I do not completely understand the behaviour you want - what is the algorithm for generating indices that you want to pair? Anyway, one nice functional solution is to take the elements you want to pair separately and then combine them using Seq.zip.

You can use Seq.mapi to add indices to the values and then use Seq.choose to get the values with the right index (and skip all other values). For hardcoded indices, you can write something like:

let indexed = input |> Seq.mapi (fun i s -> i, s)
Seq.zip 
  (indexed |> Seq.choose (fun (i, v) -> if i=1 || i=6 || i=11 then Some v else None))
  (indexed |> Seq.choose (fun (i, v) -> if i=4 || i=9 || i=14 then Some v else None))

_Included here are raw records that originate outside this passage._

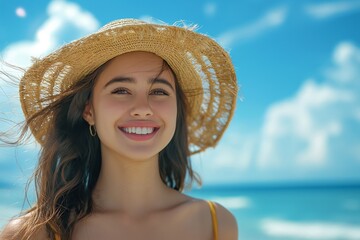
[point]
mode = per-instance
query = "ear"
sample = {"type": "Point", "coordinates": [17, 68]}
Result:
{"type": "Point", "coordinates": [88, 113]}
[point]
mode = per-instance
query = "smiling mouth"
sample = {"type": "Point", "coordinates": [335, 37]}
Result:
{"type": "Point", "coordinates": [139, 130]}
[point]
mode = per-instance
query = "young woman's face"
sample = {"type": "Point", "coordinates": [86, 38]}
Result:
{"type": "Point", "coordinates": [133, 106]}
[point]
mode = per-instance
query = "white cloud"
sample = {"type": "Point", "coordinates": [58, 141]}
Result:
{"type": "Point", "coordinates": [66, 21]}
{"type": "Point", "coordinates": [302, 135]}
{"type": "Point", "coordinates": [295, 128]}
{"type": "Point", "coordinates": [327, 10]}
{"type": "Point", "coordinates": [301, 129]}
{"type": "Point", "coordinates": [271, 19]}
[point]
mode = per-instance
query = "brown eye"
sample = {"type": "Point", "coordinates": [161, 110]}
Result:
{"type": "Point", "coordinates": [159, 91]}
{"type": "Point", "coordinates": [120, 91]}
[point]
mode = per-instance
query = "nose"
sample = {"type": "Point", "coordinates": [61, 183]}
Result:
{"type": "Point", "coordinates": [141, 108]}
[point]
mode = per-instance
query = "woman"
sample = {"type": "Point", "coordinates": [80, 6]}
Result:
{"type": "Point", "coordinates": [118, 114]}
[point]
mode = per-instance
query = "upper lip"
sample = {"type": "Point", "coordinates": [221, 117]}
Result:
{"type": "Point", "coordinates": [140, 124]}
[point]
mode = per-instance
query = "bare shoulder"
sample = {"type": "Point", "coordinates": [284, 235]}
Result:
{"type": "Point", "coordinates": [227, 225]}
{"type": "Point", "coordinates": [12, 231]}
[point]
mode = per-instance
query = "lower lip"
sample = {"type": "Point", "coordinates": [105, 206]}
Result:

I used your numbers -1 because the indices are from 0 - so the above gives you the results you wanted. The second series looks like multiples of 5, so perhaps you wanted i%5 = 4 to generate second elements:

let indexed = input |> Seq.mapi (fun i s -> i, s)
Seq.zip 
  (indexed |> Seq.choose (fun (i, v) -> if i=1 || i=6 || i=11 then Some v else None))
  (indexed |> Seq.choose (fun (i, v) -> if i%5 = 4 then Some v else None))

I still don't see the general mechanism for generating the first elements though!

EDIT One more idea - is the first sequence generated by i*5 + 2 and the second by i*5? In that case, your example is wrong, but you could write it like this:

let indexed = input |> Seq.mapi (fun i s -> i, s)
Seq.zip 
  (indexed |> Seq.choose (fun (i, v) -> if i%5 = 2 then Some v else None))
  (indexed |> Seq.choose (fun (i, v) -> if i%5 = 0 then Some v else None))

... or if you want to make the code shroter, you can refactor:

let filterNthElements div rem = 
  input |> Seq.mapi (fun i s -> i, s)
        |> Seq.choose (fun (i, v) -> if i%div = rem then Some v else None)

Seq.zip (filterNthElements 5 2) (filterNthElements 5 0)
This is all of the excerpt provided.